Once the application is running, we can verify that it exposes the Microprofile metrics accessing to /q/metrics endpoint:

$ curl -i http://192.168.49.2:31501/q/metrics
HTTP/1.1 200 OK
Content-Type: text/plain
content-length: 13131

# HELP application_camel_context_exchanges_completed_total The total number of completed exchanges for a route or Camel Context
# TYPE application_camel_context_exchanges_completed_total counter
application_camel_context_exchanges_completed_total{camelContext="camel-1"} 0.0
# HELP application_camel_context_exchanges_failed_total The total number of failed exchanges for a route or Camel Context
# TYPE application_camel_context_exchanges_failed_total counter
application_camel_context_exchanges_failed_total{camelContext="camel-1"} 0.0
...

Let’s also verify that the metrics are scraped by Prometheus. Access to Prometheus » Status » Targets and you should see something like the following image:

Camel K app scraped

Add Grafana panel (ie errors, tps, heap consumption, …)
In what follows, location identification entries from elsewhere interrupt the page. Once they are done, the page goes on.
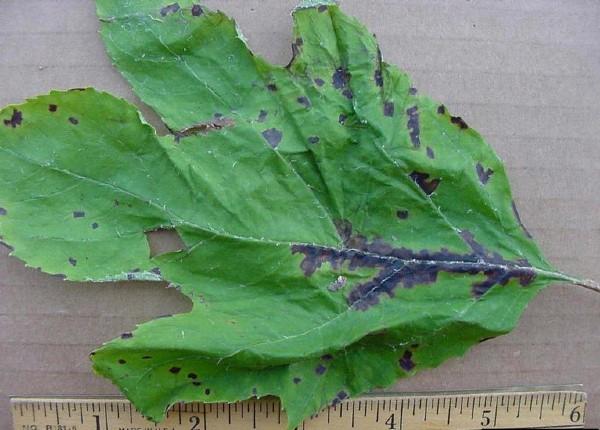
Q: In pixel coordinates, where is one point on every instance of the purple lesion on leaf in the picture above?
(406, 362)
(408, 268)
(422, 180)
(518, 217)
(273, 137)
(197, 10)
(483, 173)
(456, 120)
(414, 128)
(169, 9)
(15, 120)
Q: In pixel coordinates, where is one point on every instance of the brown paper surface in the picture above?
(524, 74)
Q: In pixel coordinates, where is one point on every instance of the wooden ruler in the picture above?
(506, 409)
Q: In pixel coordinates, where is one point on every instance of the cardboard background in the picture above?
(525, 74)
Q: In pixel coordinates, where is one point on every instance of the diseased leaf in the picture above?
(340, 230)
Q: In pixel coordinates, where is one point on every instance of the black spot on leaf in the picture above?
(422, 180)
(273, 137)
(402, 214)
(406, 362)
(197, 10)
(388, 109)
(304, 101)
(484, 174)
(340, 78)
(15, 120)
(459, 122)
(169, 9)
(413, 126)
(378, 77)
(402, 266)
(262, 116)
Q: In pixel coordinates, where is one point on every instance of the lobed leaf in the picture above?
(340, 230)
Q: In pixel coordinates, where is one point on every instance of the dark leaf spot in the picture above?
(459, 122)
(197, 10)
(413, 126)
(378, 77)
(402, 214)
(169, 9)
(15, 120)
(484, 174)
(388, 109)
(304, 101)
(273, 137)
(402, 266)
(406, 362)
(422, 180)
(262, 116)
(518, 217)
(340, 78)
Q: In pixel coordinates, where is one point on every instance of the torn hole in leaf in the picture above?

We are now ready to add a bit of colour to our monitoring. Let’s login to Grafana dashboard and we can create a new dashboard. In the blank dashboard (you can add a name and other customization) we can add any graph from the metrics exposed. For instance, let’s create a panel for each of the following metrics:

  • base_memory_usedHeap_bytes: JVM heap memory consumption
  • base_cpu_systemLoadAverage: system load average
  • application_camel_exchange_processing_rate_per_second: transactions per second

You can see an example in the following screenshot:

Grafana: add Camel K metrics

Once finished, the result should be something like the following screenshot:

Grafana: Camel K dashboard

Simulate some traffic

You can start calling your endpoint in order to simulate some traffic. A nice way to put your system under stress is to use ab tool from Apache Benchmark. Let’s create ten thousands of requests to our service:

ab -n 10000 http://192.168.49.2:31501/hello

You can observe how the graph will change accordingly, for instance:

Camel K metrics under heavy load

Configure alerts

Now we know how to monitor our Integration. We’ve learned how to watch the metrics going up and down in graphs. However, we expect that most of the important metrics are handled automatically, firing alerts when certain threshold are met. Fortunately, our monitoring stack is composed by an AlertManager. The creation of an alert in Kubernetes cluster is quite simple. Let’s look at it with an example:

$ cat <<EOF | kubectl apply -f -
apiVersion: monitoring.coreos.com/v1
kind: PrometheusRule
metadata:
  labels:
    prometheus: k8s
    role: alert-rules
  name: camel-k-alert
spec:
  groups:
  - name: camel-k.rules
    rules:
    - alert: CamelKAlert
      expr: application_camel_route_exchanges_failed_total > 0
EOF

In the configuration above (which creates a PrometheusRule custom resource) we’re instructing the system to trigger an alert when any failure happens on our endpoint (via application_camel_route_exchanges_failed_total > 0 metric expression). As soon as a failure is detected, the AlertManager will fire the trigger.

You can see it in the dashboard available at http://localhost:9093/#/alerts. As soon as the failure happens, the alert will be shown as:

Camel K alert triggered

The AlertManager and more in general, the Prometheus stack, can be customized to send alert to various channel (email, slack, …).